The User is the owning entity

I have stateless session beans that are facades to these entities (since netbeans generates them for me). The calls I make below are simply calls that end up as "merge" and "find" nothing more. So a call to userFacade.updateUser(User user) ends up being em.merge(user) where em is the injected EntityManager in the stateless session bean.

Here's the test method (I'm using a servlet as a test client for simplicity)

public class TestReferralServlet extends HttpServlet {

@EJB
private UserFacadeLocal userFacade;

@EJB
private ReferralFacadeLocal referralFacade;

protected void doGet(HttpServletRequest request, HttpServletResponse response)
throws ServletException, IOException {
response.setContentType("text/html;charset=UTF-8");
PrintWriter out = response.getWriter();
this.moveReferral(out);
.....
}

private void moveReferral(PrintWriter out) {
//locate the referral, I just happen to have one with the
//primary key of 31
Referral referral = referralFacade.find(new Integer(31));

User me = userFacade.findUser(1);
User advisor = userFacade.findUser(3);
User drs = userFacade.findUser(5);
User counslor = userFacade.findUser(6);

out.println("
1) users size=" + referral.getUserIdCollection().size());

//you have to make a copy of the collection or you will get a
//concurrent update exception when removing from within a loop.
List users = new ArrayList(referral.getUserIdCollection().size());
for(User u : referral.getUserIdCollection()) {
users.add(u);
}

//clean out any users and start with a fresh slate
for(User u : users) {
referral.getUserIdCollection().remove(u);
u.getReferralIdCollection().remove(referral);
userFacade.updateUser(u);
referralFacade.updateReferral(referral);
}

//grab fresh copy just to make sure everything is clean
referral = referralFacade.find(new Integer(31));
out.println("
2) users size=" + referral.getUserIdCollection().size());

//add all users to the referral
referral.getUserIdCollection().add(me);
me.getReferralIdCollection().add(referral);

referral.getUserIdCollection().add(drs);
drs.getReferralIdCollection().add(referral);

referral.getUserIdCollection().add(counslor);
counslor.getReferralIdCollection().add(referral);

referral.getUserIdCollection().add(advisor);
advisor.getReferralIdCollection().add(referral);

userFacade.updateUser(me);
userFacade.updateUser(drs);
userFacade.updateUser(counslor);
userFacade.updateUser(advisor);
referralFacade.updateReferral(referral);

//grab fresh copy to make sure everyone was really added
referral = referralFacade.find(new Integer(31));
out.println("
3) users size=" + referral.getUserIdCollection().size());

for(User u : referral.getUserIdCollection()) {
out.println("
" + u.getFirstname());
}

//now remove drs only
drs.getReferralIdCollection().remove(referral);
referral.getUserIdCollection().remove(drs);
userFacade.updateUser(drs);
referralFacade.updateReferral(referral);

//grab fresh copy to make sure only drs was removed
referral = referralFacade.find(new Integer(31));
out.println("
4) users size=" + referral.getUserIdCollection().size());

for(User u : referral.getUserIdCollection()) {
out.println("
" + u.getFirstname());
}

//voila...everything is right in the world and I didn't write any jdbc code
}

}


Just remember to update both ends of the relationship or the cache will think it still has it.
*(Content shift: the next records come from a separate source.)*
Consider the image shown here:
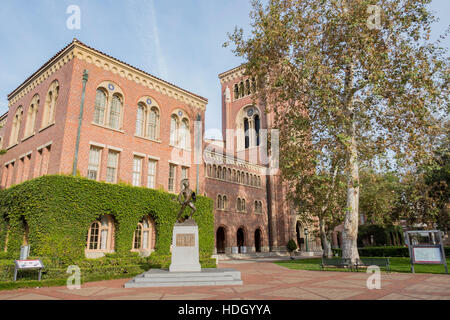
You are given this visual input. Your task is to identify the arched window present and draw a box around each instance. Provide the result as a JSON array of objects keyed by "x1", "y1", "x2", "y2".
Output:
[
  {"x1": 147, "y1": 107, "x2": 160, "y2": 140},
  {"x1": 233, "y1": 169, "x2": 236, "y2": 182},
  {"x1": 86, "y1": 215, "x2": 114, "y2": 252},
  {"x1": 24, "y1": 95, "x2": 39, "y2": 138},
  {"x1": 207, "y1": 164, "x2": 212, "y2": 177},
  {"x1": 246, "y1": 173, "x2": 249, "y2": 185},
  {"x1": 228, "y1": 168, "x2": 232, "y2": 181},
  {"x1": 132, "y1": 216, "x2": 156, "y2": 252},
  {"x1": 135, "y1": 98, "x2": 160, "y2": 140},
  {"x1": 218, "y1": 166, "x2": 222, "y2": 179},
  {"x1": 135, "y1": 103, "x2": 145, "y2": 136},
  {"x1": 223, "y1": 195, "x2": 228, "y2": 210},
  {"x1": 180, "y1": 118, "x2": 189, "y2": 149},
  {"x1": 245, "y1": 79, "x2": 251, "y2": 95},
  {"x1": 170, "y1": 114, "x2": 179, "y2": 146},
  {"x1": 10, "y1": 107, "x2": 23, "y2": 146},
  {"x1": 242, "y1": 199, "x2": 246, "y2": 212},
  {"x1": 217, "y1": 195, "x2": 223, "y2": 210},
  {"x1": 94, "y1": 89, "x2": 107, "y2": 125},
  {"x1": 239, "y1": 82, "x2": 244, "y2": 98},
  {"x1": 237, "y1": 198, "x2": 241, "y2": 211},
  {"x1": 109, "y1": 94, "x2": 122, "y2": 130},
  {"x1": 234, "y1": 84, "x2": 239, "y2": 100},
  {"x1": 42, "y1": 80, "x2": 59, "y2": 128},
  {"x1": 236, "y1": 106, "x2": 261, "y2": 150}
]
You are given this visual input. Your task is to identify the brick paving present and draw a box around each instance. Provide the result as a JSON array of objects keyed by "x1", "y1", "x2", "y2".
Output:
[{"x1": 0, "y1": 261, "x2": 449, "y2": 300}]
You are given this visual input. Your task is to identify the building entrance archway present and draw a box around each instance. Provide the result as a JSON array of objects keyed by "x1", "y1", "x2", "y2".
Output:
[{"x1": 216, "y1": 227, "x2": 226, "y2": 254}]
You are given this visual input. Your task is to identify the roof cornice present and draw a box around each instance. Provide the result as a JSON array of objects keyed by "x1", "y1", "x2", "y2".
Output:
[
  {"x1": 218, "y1": 64, "x2": 246, "y2": 84},
  {"x1": 8, "y1": 39, "x2": 208, "y2": 111}
]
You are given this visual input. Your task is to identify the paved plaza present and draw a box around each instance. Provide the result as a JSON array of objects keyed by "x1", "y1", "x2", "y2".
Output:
[{"x1": 0, "y1": 260, "x2": 449, "y2": 300}]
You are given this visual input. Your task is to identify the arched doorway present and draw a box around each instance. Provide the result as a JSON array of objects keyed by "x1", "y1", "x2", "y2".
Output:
[
  {"x1": 216, "y1": 227, "x2": 226, "y2": 254},
  {"x1": 237, "y1": 228, "x2": 245, "y2": 253},
  {"x1": 254, "y1": 229, "x2": 262, "y2": 253},
  {"x1": 295, "y1": 221, "x2": 304, "y2": 251}
]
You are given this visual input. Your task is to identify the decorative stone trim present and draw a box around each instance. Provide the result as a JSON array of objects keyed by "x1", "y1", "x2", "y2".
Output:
[
  {"x1": 8, "y1": 40, "x2": 208, "y2": 112},
  {"x1": 218, "y1": 65, "x2": 246, "y2": 84},
  {"x1": 134, "y1": 134, "x2": 162, "y2": 144},
  {"x1": 36, "y1": 141, "x2": 52, "y2": 151},
  {"x1": 147, "y1": 155, "x2": 160, "y2": 161},
  {"x1": 4, "y1": 158, "x2": 16, "y2": 166},
  {"x1": 204, "y1": 150, "x2": 265, "y2": 173},
  {"x1": 89, "y1": 141, "x2": 106, "y2": 148},
  {"x1": 133, "y1": 152, "x2": 146, "y2": 158},
  {"x1": 6, "y1": 143, "x2": 18, "y2": 150},
  {"x1": 107, "y1": 145, "x2": 123, "y2": 152},
  {"x1": 19, "y1": 151, "x2": 33, "y2": 160}
]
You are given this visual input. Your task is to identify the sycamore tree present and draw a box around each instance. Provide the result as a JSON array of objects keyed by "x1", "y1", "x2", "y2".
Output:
[{"x1": 225, "y1": 0, "x2": 448, "y2": 262}]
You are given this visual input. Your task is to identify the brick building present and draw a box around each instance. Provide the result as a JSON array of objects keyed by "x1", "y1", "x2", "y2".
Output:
[{"x1": 0, "y1": 39, "x2": 321, "y2": 256}]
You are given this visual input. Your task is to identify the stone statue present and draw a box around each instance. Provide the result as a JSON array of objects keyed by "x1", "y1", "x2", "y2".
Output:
[{"x1": 176, "y1": 179, "x2": 197, "y2": 223}]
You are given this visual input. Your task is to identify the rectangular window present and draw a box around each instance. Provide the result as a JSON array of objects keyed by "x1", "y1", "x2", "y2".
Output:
[
  {"x1": 168, "y1": 164, "x2": 176, "y2": 192},
  {"x1": 88, "y1": 146, "x2": 102, "y2": 181},
  {"x1": 147, "y1": 160, "x2": 157, "y2": 189},
  {"x1": 181, "y1": 166, "x2": 189, "y2": 181},
  {"x1": 132, "y1": 156, "x2": 143, "y2": 186},
  {"x1": 106, "y1": 151, "x2": 119, "y2": 183}
]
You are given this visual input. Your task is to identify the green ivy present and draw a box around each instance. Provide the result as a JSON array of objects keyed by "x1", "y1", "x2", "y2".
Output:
[{"x1": 0, "y1": 175, "x2": 214, "y2": 261}]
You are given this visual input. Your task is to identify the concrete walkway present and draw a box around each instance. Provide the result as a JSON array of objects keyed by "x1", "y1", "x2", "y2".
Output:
[{"x1": 0, "y1": 261, "x2": 449, "y2": 300}]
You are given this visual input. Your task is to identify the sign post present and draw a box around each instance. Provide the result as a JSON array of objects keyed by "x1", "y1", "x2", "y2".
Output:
[
  {"x1": 14, "y1": 259, "x2": 45, "y2": 281},
  {"x1": 405, "y1": 230, "x2": 448, "y2": 274}
]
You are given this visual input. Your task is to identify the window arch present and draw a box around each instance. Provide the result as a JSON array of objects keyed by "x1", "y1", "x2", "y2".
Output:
[
  {"x1": 223, "y1": 195, "x2": 228, "y2": 210},
  {"x1": 42, "y1": 80, "x2": 59, "y2": 128},
  {"x1": 10, "y1": 106, "x2": 23, "y2": 146},
  {"x1": 24, "y1": 95, "x2": 39, "y2": 138},
  {"x1": 86, "y1": 215, "x2": 115, "y2": 252},
  {"x1": 132, "y1": 216, "x2": 156, "y2": 253},
  {"x1": 170, "y1": 110, "x2": 190, "y2": 149},
  {"x1": 218, "y1": 166, "x2": 222, "y2": 179},
  {"x1": 236, "y1": 106, "x2": 262, "y2": 150},
  {"x1": 93, "y1": 82, "x2": 124, "y2": 130},
  {"x1": 135, "y1": 97, "x2": 160, "y2": 140}
]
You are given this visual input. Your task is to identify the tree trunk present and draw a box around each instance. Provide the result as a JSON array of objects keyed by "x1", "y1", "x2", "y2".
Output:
[
  {"x1": 342, "y1": 122, "x2": 360, "y2": 264},
  {"x1": 319, "y1": 218, "x2": 333, "y2": 258}
]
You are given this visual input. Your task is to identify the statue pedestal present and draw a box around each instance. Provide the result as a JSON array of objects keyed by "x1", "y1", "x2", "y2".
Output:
[{"x1": 169, "y1": 219, "x2": 201, "y2": 272}]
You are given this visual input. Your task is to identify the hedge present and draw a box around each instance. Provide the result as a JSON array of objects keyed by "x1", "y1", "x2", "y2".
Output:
[
  {"x1": 332, "y1": 246, "x2": 450, "y2": 258},
  {"x1": 0, "y1": 175, "x2": 215, "y2": 264}
]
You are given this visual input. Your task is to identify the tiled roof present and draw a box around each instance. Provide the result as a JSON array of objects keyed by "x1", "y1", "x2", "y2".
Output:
[{"x1": 8, "y1": 39, "x2": 208, "y2": 103}]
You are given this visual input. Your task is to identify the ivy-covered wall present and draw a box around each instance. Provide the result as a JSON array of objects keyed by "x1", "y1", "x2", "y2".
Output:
[{"x1": 0, "y1": 175, "x2": 214, "y2": 262}]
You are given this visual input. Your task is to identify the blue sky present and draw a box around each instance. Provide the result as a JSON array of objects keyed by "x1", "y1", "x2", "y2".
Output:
[{"x1": 0, "y1": 0, "x2": 448, "y2": 138}]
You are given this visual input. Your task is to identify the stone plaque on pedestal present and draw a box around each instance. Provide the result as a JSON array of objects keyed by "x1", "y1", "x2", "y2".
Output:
[{"x1": 169, "y1": 219, "x2": 201, "y2": 272}]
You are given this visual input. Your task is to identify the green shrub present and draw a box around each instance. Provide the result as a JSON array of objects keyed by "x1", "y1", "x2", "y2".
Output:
[
  {"x1": 287, "y1": 239, "x2": 298, "y2": 252},
  {"x1": 0, "y1": 175, "x2": 214, "y2": 261}
]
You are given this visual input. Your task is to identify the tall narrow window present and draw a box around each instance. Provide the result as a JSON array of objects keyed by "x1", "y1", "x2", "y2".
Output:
[
  {"x1": 135, "y1": 103, "x2": 145, "y2": 136},
  {"x1": 109, "y1": 94, "x2": 122, "y2": 130},
  {"x1": 170, "y1": 115, "x2": 178, "y2": 146},
  {"x1": 25, "y1": 95, "x2": 39, "y2": 138},
  {"x1": 254, "y1": 115, "x2": 261, "y2": 146},
  {"x1": 132, "y1": 156, "x2": 143, "y2": 187},
  {"x1": 87, "y1": 146, "x2": 102, "y2": 180},
  {"x1": 181, "y1": 166, "x2": 189, "y2": 181},
  {"x1": 106, "y1": 151, "x2": 119, "y2": 183},
  {"x1": 168, "y1": 164, "x2": 176, "y2": 192},
  {"x1": 244, "y1": 118, "x2": 250, "y2": 149},
  {"x1": 180, "y1": 119, "x2": 189, "y2": 149},
  {"x1": 88, "y1": 222, "x2": 100, "y2": 250},
  {"x1": 94, "y1": 89, "x2": 107, "y2": 125},
  {"x1": 234, "y1": 84, "x2": 239, "y2": 100},
  {"x1": 42, "y1": 80, "x2": 59, "y2": 128},
  {"x1": 147, "y1": 160, "x2": 157, "y2": 189},
  {"x1": 133, "y1": 224, "x2": 142, "y2": 250},
  {"x1": 147, "y1": 107, "x2": 159, "y2": 140},
  {"x1": 10, "y1": 107, "x2": 23, "y2": 146}
]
That's why I'm calling userFacade.update and referralFacade.update

Wednesday, November 5, 2008

Authentication Phase Listener - JSF

Use Case: trying to secure every page (except for the login page). The user must be logged in. I am using application level authentication and not container managed.
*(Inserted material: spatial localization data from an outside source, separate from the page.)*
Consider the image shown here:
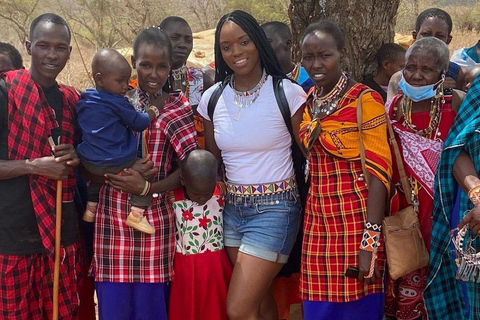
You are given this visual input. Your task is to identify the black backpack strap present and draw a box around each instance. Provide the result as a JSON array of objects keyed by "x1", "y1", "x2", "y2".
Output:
[
  {"x1": 207, "y1": 76, "x2": 231, "y2": 121},
  {"x1": 273, "y1": 76, "x2": 293, "y2": 136},
  {"x1": 273, "y1": 77, "x2": 293, "y2": 136}
]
Basically, the blogs I found mostly worked, but I would get a blank screen if there was an authentication failure. It ends up that you need to ensure that the navigation case in the faces-config.xml file has the
tag listed. Otherwise, you are always one page behind.
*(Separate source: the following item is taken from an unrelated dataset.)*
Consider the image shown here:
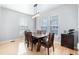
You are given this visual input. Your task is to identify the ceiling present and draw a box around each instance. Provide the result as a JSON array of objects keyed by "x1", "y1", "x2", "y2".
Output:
[{"x1": 1, "y1": 4, "x2": 62, "y2": 15}]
Here's the faces-config.xml entry:

<navigation-rule>
<navigation-case>
<from-outcome>authFailure</from-outcome>
<to-view-id>/index.jsp</to-view-id>
<redirect/>
</navigation-case>
</navigation-rule>


Then in your phase listener, if authentication fails, do this:

context.responseComplete();
context.getApplication().getNavigationHandler().handleNavigation(context, null, "authFailure");


The "authFailure" is the from-outcome in the faces-config.xml file

That's it...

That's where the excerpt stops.